A father has the right to the custody of his child until majority at least, as against third parties, and no court will deprive him of such custody except on strong grounds. Whenever the child is entitled to property, the court so far controls the parental right that, if the father is shown to act with cruelty, or to be guilty of immorality, a guardian will be appointed. The court has often to decide in cases of children brought before it by habeas corpus, when parties have had the custody against the father's will. In such cases, if the child is under fourteen, called the age of nurture, and the father is not shown to be cruel or immoral, the court will order the child to be delivered up to him; but if the child is above fourteen, or, as some say, above sixteen, the court will allow the child to choose where to go. If the parents separate by agreement, no stipulation will be enforced which is prejudicial to the child. In case of divorce or judicial separation the Court of Divorce has power to direct who is to have the custody of the children. The law lays upon fathers the duty of providing their children with an elementary education in reading, writing, and arithmetic; and a father has the right, which the court will not interfere with except on special grounds, to have his children educated in his own religious faith.
Scotland.—The law of parent and child in Scotland differs in some respects from the law of England and Ireland. In Scotland there is a legal obligation on parents and children to maintain each other if able to do so, and either may sue the other for aliment at common law; but this obligation extends only to what may be called subsistence money, although this does not mean merely relief of the poor-law authorities, but is held to vary according to the social position of the party. As regards all maintenance beyond mere subsistence, the law does not materially differ from that of England, and a contract must be proved against the father before he can be held liable to pay. The legal liability as between parent and child is qualified in this way by the common law, that if a person has both a father and a child living and able to support him, then the child is primarily liable, and next the grandchild, after whom comes the father, and next the grandfather. Not only are parent and child liable to support each other while the party supporting is alive, but if he dies his executors are also liable; and this liability is not limited by the age of majority, but continues during the life of the party supported. Another advantage which a Scotch child has over an English child is that the father cannot disinherit it—at least so far as concerns his movable property (see LEGITIM). With regard to the custody of children in Scotland, the rule is that the father is entitled to the custody as between him and the mother.

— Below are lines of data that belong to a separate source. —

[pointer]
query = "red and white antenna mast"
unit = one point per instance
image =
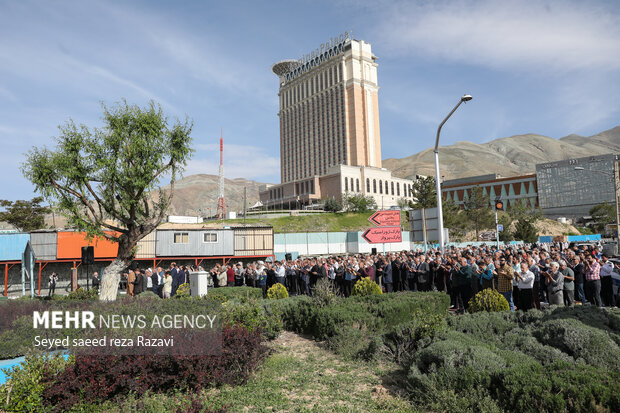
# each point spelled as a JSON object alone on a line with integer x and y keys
{"x": 221, "y": 203}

His right, however, is not absolute, but subject to the equitable jurisdiction of the Court of Session, which makes such orders regarding custody as are dictated by a regard for the health, interests, and moral education of the child. In actions for separation or divorce this court has power to make such orders as are just and proper regarding the custody of the children of the spouses.
By the Guardianship of Infants Act, 1886, increased rights were given to the mothers of lawful children both in England and Scotland. The general effect of the enactment is to place the mother of children whose father is dead in a similar position to that which the father would have occupied had he been alive in regard to the guardianship.
United States.—The American law closely follows that of England on this head, save in regard to the age (usually eighteen) at which women cease to be infants. See INFANT, AGE.